やがて、ダウマ、そして彼女の「娘」と思しき少女との共同生活を営む中で恐ろしい現実に直面する。

本作は戦争の経験をフェミニズムから語る試みの一つである。戦闘場面や戦場そのものを描くことはせず、「妊娠」と「出産」を軸に(本作の物語では、それが幸福な出会いとはないが)「シスターフッド」も織り交ぜ、戦慄の物語を女性たちの置かれた社会的な構造の問題として語る。

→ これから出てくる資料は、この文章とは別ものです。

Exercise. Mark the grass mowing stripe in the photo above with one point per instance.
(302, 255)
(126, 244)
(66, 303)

さらに、この映画がフェミニズムによる戦争の語りとして評価できる点は、女性のみならず、男性の描き方にも認められる。

カロリーネの夫ピーターは、その帰りを彼女が諦め、別の男性と関係を持ち始めた矢先に戦場から戻ってくる。彼は、命はとりとめたものの顔面に大きな傷を残し、その傷を覆い隠すマスクをしてカロリーネが職場から出てきたところに現れたのであった。

新たなパートナーを見つけたカロリーネは、戦前と同じ生活が望めないピーターを疎ましく思い、残酷で暴力的な態度で別れを一方的に告げる。

第一次大戦では、大砲を用いた戦闘で膨大な数の兵士たちが身体的、精神的な傷を負った。

塹壕で瞬時に身体が解体される様子は、例えばドイツの作家エーリヒ・マリア・レマルクが『西部戦線異状なし』(秦豊吉訳、新潮社、1955年、原著初版は1929年)で描き、近年もドイツで再映画化 されたことは記憶に新しい(こちらは2022年度第95回米国アカデミー賞の国際長編映画賞を受賞)。


映画『西部戦線異状なし』予告編


一方で、当時の発達した医療技術によって、大きな怪我を負った兵士たちは、傷跡を残しながら再生させられた。